Est-il encore besoin de développer des nouveaux actifs

Est-il encore besoin de développer des nouveaux actifs

  • Innovation sensible
  • Le moment est volontiers aux questions iconoclastes. Alors pourquoi pas celle-ci.  D’autant qu’à faire le rapport entre les énergies investies et les nouvelles attentes de l’industrie, l’ampleur des moyens mobilisés pourraient bien interroger le bon sens, ou, pour le dire autrement, l’alignement des stratégies d’innovation avec l’ère du temps.

    Reconnaître l’épistémè dans laquelle s’inscrit la science des actifs

    Longtemps, les actifs ont focalisé sur eux la prouesse scientifique et la performance, poursuivant une forme d’idéal ou de vérité du soin. Ils en dessinaient les stratégies, partitionnaient les zones du visage et du corps, disaient quelque chose d’une attention saillante au détail, un souci de la perfection.  Purs, concentrés, puissants, parfois révolutionnaires, les principes actifs parlent d’une cosmétique volontaire, d’une beauté prise en main – « on a la peau qu’on mérite » avait affirmé une dermatologue.  Le principe actif est à la cosmétique ce que ce l’allopathie est à la médecine.  Seulement, voilà, il semble que l’on ait changé d’époque.

    Le temps de la reformulation

    Le temps est désormais aux alternatives et à la reformulation. Qu’il s’agisse de diminuer l’impact environnemental des produits ou de trouver des solutions aux pénuries de matières premières, l’innovation se porte désormais sur les fonctionnels, ces ingrédients longtemps invisibilisés par l’éminence des actifs dans le discours cosmétique. L’ère est à la reformulation, elle est aussi à l’expérience, aux émotions, au bien-être, à l’affinité des matières avec la peau. Elle appelle un regard plus holistique sur la beauté, les produits et le soin. Un discours aux accents moins anguleux, plus englobant. Dans le même temps, l’innovation est aussi aux « devices » et aux « apps », intégrant toute la puissance des data dont la complexité et le nombre paraissent atteindre ceux du vivant pour en gagner toute l’agilité.  Bien-sûr, on n’oublie pas l’efficacité.  Mais elle devient juste un prérequis. Et pour cela, les fondamentaux, les molécules « héros », ces principes actifs éprouvés et rassurants, font très bien le travail.  La quête de nouveaux actifs n’est-elle donc plus le sujet de l’innovation ?   

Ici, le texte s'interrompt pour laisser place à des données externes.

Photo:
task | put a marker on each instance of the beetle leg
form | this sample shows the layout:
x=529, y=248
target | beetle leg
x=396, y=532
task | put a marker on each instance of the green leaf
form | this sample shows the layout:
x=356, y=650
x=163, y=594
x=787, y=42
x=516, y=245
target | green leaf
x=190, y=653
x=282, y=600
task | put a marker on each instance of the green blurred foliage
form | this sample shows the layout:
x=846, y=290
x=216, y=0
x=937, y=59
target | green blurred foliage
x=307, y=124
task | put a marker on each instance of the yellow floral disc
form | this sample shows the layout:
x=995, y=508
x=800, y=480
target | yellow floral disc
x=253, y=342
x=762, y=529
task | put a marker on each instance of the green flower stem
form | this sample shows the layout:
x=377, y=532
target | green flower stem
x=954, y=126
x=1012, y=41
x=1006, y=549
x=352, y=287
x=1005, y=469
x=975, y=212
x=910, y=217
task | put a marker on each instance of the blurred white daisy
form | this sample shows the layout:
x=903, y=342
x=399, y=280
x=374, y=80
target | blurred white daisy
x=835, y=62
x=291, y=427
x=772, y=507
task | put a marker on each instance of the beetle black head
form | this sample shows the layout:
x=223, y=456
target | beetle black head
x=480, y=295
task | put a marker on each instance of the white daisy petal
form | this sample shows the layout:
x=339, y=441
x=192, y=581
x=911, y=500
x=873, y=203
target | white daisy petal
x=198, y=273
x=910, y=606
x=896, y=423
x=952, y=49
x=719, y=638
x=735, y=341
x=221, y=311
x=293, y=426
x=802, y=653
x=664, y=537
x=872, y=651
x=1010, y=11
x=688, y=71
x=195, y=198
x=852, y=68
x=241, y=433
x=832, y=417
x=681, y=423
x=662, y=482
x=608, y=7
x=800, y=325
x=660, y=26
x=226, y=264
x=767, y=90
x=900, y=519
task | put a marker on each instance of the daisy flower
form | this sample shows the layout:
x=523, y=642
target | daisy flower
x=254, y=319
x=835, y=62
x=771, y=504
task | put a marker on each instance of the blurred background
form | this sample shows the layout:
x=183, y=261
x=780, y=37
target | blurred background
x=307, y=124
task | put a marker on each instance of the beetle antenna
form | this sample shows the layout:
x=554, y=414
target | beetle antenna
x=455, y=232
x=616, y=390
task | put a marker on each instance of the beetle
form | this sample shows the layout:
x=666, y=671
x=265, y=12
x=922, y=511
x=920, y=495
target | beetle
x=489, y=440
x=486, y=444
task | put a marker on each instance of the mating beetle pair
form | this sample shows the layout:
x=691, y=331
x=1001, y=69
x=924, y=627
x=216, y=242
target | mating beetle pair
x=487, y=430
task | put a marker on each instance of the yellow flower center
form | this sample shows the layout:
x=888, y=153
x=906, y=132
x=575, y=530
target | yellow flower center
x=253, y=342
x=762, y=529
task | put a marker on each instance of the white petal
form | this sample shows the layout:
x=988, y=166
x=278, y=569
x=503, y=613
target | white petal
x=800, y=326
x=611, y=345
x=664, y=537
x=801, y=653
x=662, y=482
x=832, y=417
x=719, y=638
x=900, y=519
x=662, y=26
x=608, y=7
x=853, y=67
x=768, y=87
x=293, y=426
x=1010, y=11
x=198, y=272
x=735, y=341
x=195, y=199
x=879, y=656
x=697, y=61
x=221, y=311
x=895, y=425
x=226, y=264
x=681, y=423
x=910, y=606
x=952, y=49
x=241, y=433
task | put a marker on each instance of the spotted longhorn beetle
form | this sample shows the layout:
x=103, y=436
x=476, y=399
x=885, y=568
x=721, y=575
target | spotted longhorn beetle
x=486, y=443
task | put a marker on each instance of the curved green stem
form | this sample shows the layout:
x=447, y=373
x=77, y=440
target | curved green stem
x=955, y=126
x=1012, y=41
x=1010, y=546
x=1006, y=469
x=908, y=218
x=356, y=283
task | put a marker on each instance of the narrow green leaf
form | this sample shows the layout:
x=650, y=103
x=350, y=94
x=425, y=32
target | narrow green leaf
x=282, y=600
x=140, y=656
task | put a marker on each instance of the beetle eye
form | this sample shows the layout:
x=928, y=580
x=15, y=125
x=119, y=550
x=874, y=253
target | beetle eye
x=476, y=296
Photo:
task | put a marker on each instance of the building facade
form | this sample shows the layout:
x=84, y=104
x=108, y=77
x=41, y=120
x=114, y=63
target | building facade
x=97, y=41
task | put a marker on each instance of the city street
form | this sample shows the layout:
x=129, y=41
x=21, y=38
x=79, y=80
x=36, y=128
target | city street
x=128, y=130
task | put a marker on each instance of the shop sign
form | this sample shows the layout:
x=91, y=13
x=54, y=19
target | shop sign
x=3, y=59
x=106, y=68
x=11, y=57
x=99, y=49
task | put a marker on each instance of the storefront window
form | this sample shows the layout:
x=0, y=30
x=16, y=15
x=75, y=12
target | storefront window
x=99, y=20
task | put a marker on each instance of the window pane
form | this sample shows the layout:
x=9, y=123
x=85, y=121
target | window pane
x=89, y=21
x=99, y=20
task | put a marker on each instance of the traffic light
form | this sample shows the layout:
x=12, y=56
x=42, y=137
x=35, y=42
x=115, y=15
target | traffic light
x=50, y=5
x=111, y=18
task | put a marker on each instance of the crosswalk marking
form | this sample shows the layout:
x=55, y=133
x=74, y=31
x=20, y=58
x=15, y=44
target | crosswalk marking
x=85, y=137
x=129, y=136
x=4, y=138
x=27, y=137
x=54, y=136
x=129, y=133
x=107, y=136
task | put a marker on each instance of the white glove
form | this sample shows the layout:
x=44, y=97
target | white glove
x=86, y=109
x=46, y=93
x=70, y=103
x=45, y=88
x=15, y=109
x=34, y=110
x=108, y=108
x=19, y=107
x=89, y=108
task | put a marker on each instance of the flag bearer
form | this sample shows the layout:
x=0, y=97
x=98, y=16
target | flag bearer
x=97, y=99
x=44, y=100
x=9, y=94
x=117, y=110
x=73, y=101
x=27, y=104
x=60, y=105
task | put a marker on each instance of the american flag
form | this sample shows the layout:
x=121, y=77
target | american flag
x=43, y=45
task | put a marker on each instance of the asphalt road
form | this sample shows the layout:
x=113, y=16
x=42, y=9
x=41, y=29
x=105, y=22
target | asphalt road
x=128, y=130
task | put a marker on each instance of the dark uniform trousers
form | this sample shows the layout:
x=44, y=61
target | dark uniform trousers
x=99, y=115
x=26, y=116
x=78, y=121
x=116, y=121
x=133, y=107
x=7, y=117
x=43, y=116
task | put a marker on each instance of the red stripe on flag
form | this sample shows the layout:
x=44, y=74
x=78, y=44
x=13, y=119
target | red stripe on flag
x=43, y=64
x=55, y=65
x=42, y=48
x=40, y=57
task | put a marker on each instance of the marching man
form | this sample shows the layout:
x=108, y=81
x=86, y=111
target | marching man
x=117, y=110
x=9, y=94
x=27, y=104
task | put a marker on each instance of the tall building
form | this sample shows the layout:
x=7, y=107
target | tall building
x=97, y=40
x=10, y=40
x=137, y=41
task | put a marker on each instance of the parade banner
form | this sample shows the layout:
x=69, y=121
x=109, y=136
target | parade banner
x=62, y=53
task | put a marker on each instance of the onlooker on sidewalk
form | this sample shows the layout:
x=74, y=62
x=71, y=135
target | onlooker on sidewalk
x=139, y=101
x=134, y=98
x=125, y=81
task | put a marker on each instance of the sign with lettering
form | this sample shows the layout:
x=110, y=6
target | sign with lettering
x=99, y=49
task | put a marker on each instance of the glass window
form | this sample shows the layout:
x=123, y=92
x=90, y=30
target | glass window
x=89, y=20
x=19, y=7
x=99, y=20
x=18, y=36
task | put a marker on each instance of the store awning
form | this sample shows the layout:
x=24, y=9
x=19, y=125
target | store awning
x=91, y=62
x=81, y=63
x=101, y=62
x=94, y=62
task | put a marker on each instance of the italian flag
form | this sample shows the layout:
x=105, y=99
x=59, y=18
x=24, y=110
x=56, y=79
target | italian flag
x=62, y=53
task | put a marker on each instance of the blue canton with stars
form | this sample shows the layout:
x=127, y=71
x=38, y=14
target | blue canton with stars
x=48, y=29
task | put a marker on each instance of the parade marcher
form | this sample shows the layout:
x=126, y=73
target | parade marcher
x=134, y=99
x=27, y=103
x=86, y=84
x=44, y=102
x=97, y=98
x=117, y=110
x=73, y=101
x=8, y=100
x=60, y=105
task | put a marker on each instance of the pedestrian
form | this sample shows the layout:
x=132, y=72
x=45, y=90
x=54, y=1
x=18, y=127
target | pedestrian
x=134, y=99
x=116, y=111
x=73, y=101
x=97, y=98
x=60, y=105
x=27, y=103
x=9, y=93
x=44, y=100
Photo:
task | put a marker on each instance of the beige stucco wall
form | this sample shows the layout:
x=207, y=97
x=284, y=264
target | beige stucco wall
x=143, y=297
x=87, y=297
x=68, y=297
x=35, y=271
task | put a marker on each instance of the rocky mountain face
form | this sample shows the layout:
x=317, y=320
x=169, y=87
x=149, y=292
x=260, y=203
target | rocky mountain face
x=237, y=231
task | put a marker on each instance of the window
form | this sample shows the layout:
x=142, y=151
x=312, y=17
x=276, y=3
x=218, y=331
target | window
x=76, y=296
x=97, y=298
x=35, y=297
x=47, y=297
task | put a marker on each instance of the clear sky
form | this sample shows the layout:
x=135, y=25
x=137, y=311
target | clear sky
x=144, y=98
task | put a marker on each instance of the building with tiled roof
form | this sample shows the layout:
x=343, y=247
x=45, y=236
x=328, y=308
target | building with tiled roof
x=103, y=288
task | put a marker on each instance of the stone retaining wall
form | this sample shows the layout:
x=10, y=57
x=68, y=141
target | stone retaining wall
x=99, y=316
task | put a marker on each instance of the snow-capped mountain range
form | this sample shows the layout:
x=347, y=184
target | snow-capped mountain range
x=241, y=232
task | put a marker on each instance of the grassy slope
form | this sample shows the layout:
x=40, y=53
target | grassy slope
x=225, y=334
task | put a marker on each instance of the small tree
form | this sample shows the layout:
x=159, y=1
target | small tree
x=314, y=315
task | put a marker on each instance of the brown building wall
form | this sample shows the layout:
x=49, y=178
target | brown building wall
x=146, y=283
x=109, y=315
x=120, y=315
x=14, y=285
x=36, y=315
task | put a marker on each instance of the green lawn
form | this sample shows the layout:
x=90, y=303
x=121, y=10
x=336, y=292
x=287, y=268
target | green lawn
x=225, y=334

    Refonder une pensée de l’efficacité cosmétique

    C’est à voir. Car attaché aux actifs, il y a la science de la peau, la compréhension de sa nature, de ses interactions avec l’environnement et le corps sans oublier le cerveau, la connaissance du langage même de la peau. Alors peut-être que le besoin d’une approche plus englobante, d’un regard circulaire, n’appellent pas tant à se départir de la recherche sur les actifs qu’à interroger les conditions de l’activité de la formule tout entière. Cesser de croire en la neutralité de la galénique, comprendre le rôle des ingrédients fonctionnels, de la gestuelle, et penser les interactions avec les molécules dites actives. La question ne serait pas tant de déporter son attention sur de nouveaux territoires de recherche, que de fonder comme une nouvelle épistémè du soin. Interroger les discours et les modèles scientifiques à partir des nouvelles conceptions de la beauté et permettre aux marques de trouver un nouvel alignement avec l’esprit du temps.